# M3 blank help



## RAdams (Jan 3, 2010)

I just got a M3 brass blank in a trade. I am totally blown away by this material and fear messing it up. I was hoping someone here could point out some tips and tricks! This stuff is cool looking and i think it will make an amazing pen! If i can pull it off! 

Do you use lubricant when drilling it? What kind of lathe speed? Thanks for the help!


----------



## jaylopez (Jan 3, 2010)

They have a good FAQ on their website.  I've made of few pens with their blanks, and they are always a big hit.  You'll love it.

http://www.metalpenblanks.com/faqs.htm


----------



## broitblat (Jan 3, 2010)

I've only made of few of these, so YMMV.

I didn't do anything special for drilling (except go slowly).  While turning, you'll want to observe the usual sharp tools/light cuts.  You may even need to re-sharpen during the process.  The blanks are fairly stable, but treat it with the same respect you would a PR or plastic blank.  Knock the corners off before you start and take it slow.

  -Barry


----------



## OKLAHOMAN (Jan 3, 2010)

Ron I've turned many M3, I think Mike still has some of my pens on his site. When drilling you'll notice that instead of strings up off of the flues it will be a powdery substance, not to worry thats normal, and also when turning SHARP tools are required, I turn everthing with a 1/2 inch round nose scraper at the fasted speed my lathe will go and no problems. I wet sand too 12000 and polish....


----------



## RAdams (Jan 3, 2010)

Thanks for the heads up guys! I read the stuff on the website, but wanted to get some hands on experiences if possible and of course IAP pulled straight on through!

Now i just have to figure out what kit is worthy of such a blank. I was thinking of attempting to do a true kitless. Will this stuff hold a pressed part without a tube i wonder.


----------



## GoodTurns (Jan 3, 2010)

i turned 4 of the m3 blanks a month or so ago and found them to be very similar to some of the softer trustones.  you probably got a couple of sample finishes in your package, use them, they work!  Their instructions were very complete and accurate to my experience with the product.


----------



## RAdams (Jan 4, 2010)

There was no sample finish. The blank was part of a materials swap i did. I think it was a weird mistake that i ended up with it, so i definately want to do it justice. I have JUST the application for such a blank... A little project that has been in the back of my mind for some time now. Look for pics very soon!


----------



## RAdams (Jan 4, 2010)

WOOHOO! I started on this project since this last post. I have it turned round, drilled, and the tube is glued in. I will true it up and turn it tomorrow. I have some Mother's metal polish somewhere, Now just to find it by tomorrow! The project I am making was inspired by some pieces I have seen here. I think it will be pretty slick!

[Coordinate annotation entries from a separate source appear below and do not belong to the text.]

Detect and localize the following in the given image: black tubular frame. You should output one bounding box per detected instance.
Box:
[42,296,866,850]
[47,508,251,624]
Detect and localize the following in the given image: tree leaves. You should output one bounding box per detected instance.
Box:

The tips helped alot with working this material. It is a very unique material for sure. Looks so much like an actual hunk of metal. Amazing. Just flat amazing. I saved all the "shavings" in a bag. I plan to collect all i can and try to recast them and see what happens. I know it won't look nothing like the actual blank, but it might be interesting. Not to mention it seems a waste to not at least try something with the waste from such an expensive and cool material.


----------



## epson (Jan 5, 2010)

The first blank I tried, I drilled too fast and the blank blew out.  After calling, they immediately sent me a free replacement.  After drilling slower, I have made several beautiful pens that sold quick.  I did not even get a chance to take a picture.


----------



## RAdams (Jan 6, 2010)

This one is up in the SOYP forum. It is titled "Tactical? pen!"

It won't be getting sold. I think it has found a permanent home in my collection. The fit is terrible, and the finish isn't the greatest, but i really like it. The more i mess with it, the more i like it. I can't wait to refine the design and order some M3 blanks myself!


----------